Innovare il mercato edile significa anche inventare e riscoprire le connotazioni naturali del nostro Bel Paese: le materie prime, gli aspetti estetici e ludici dei manufatti dovranno prevedere un trasferimento della percezione dell’immobile dal quadrante critico all’asse ludica, oppure al valore utopico del bene.

Negli Uffizi

Nel video, trailer del film “La zuppa del demonio” di Davide Ferrario, il rapporto tra autorità, potere, industria ed economia, offre alcuni temi culturali per introdurre l’analisi dell’architettura aziendale che ha segnato l’intero ‘900.

 

Come abbiamo già avuto modo di approfondire, nella OST (Open Space Technology, quella vera, che esime dagli “open space” intesi come meri “spazi aperti”) l’impiego di capacità e competenze organizzative, gestionali e tecniche viene messo al centro dell’azienda, tradizionalmente negli uffici l’architettura degli spazi aziendali argomenta in merito alla centralizzazione della proprietà e della direzione.

 

In effetti, il termine stesso di “ufficio” indica il dovere, il compito inerente alla funzione o alla mansione esercitata, alla carica o al posto ricoperti. Precedentemente esisteva il “gabinetto”, inteso nel significato originario del termine come un piccolo locale adibito ad uso personale, alla stregua di un ufficio, solitamente utilizzato per colloqui riservati o per il ricevimento di ospiti.

In questa chiave architettonica la ridondanza del contenuto viene accentuata sull’ordine gerarchico e sul controllo interno dell’organizzazione aziendale: uffici più grandi, solitamente predisposti nelle zone più soleggiate o affacciate sui panorami circostanti, sono assegnate alla proprietà od all’amministratore delegato. Vi si affacciano gli uffici della segreteria direzionale e l’amministrazione, per poi assegnare via via in “scatole” sempre più piccole ed a comparti stagni le competenze tecniche, gli uffici di “customer” (care, service etc.) ed, infine, il reparto di produzione, solitamente staccato dal resto della compagine “impiegatizia”.

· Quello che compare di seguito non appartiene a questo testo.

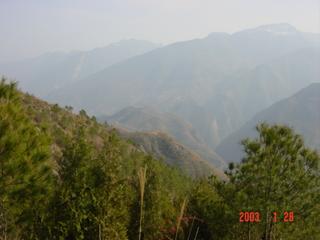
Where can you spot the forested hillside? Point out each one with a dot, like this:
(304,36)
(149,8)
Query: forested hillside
(162,146)
(300,111)
(65,176)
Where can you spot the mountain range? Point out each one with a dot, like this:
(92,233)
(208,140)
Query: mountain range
(198,92)
(224,78)
(51,71)
(147,119)
(300,111)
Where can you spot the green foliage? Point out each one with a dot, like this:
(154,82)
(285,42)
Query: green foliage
(25,173)
(65,176)
(278,174)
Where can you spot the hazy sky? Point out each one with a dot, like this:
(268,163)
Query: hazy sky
(32,27)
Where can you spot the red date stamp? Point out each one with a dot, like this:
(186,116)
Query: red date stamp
(256,217)
(249,217)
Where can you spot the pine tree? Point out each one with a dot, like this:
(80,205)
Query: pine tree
(279,174)
(25,172)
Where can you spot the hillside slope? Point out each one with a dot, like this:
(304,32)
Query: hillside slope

Un esempio storico, tutto italiano si trova della progettazione degli Uffizi di Firenze, che  permettono di capirne le dinamiche e la volontà architettonica, economica, politica e socio-culturale.

A metà del XVI secolo, Vasari fu chiamato da Cosimo a progettare gli uffici che avrebbero dovuto contenere tutte le magistrature cittadine. La peculiarità del progetto fu la risposta ad una esigenza pratica, che consisteva nel fatto che le magistrature non avevano lo stesso ruolo all’interno della città per cui avevano bisogno di spazi architettonici diversi. Uffizi lunghi furono preposti alle magistrature più importanti, Uffizi corti alle magistrature minori. L’ordine architettonico che prevalse fu quello dorico, ad indice di autorevolezza e fermezza, mentre le tre campate di testata vennero contraddistinte da un ordine composito, compromesso voluto da Cosimo stesso.

 

In conclusione, l’Open Space mendace, che ha rappresentato negli ultimi due decenni un vezzo di modernismo in svariate aziende sembra già anacronistico. Il ritorno ai più classici uffici sembra fare capolino a più riprese. Non ci sono architetture giuste o sbagliate, purché ancora una volta l’architettura stessa si faccia interprete dei valori culturali, stavolta riferiti alla corrispondente importanza delle competenze strutturali all’azienda, parafrasando, quindi, le parole di Franco Fortini: “Le parti del discorso come parti della costruzione: l’ingegneria si è unita al paesaggio, è diventata architettura (…)”.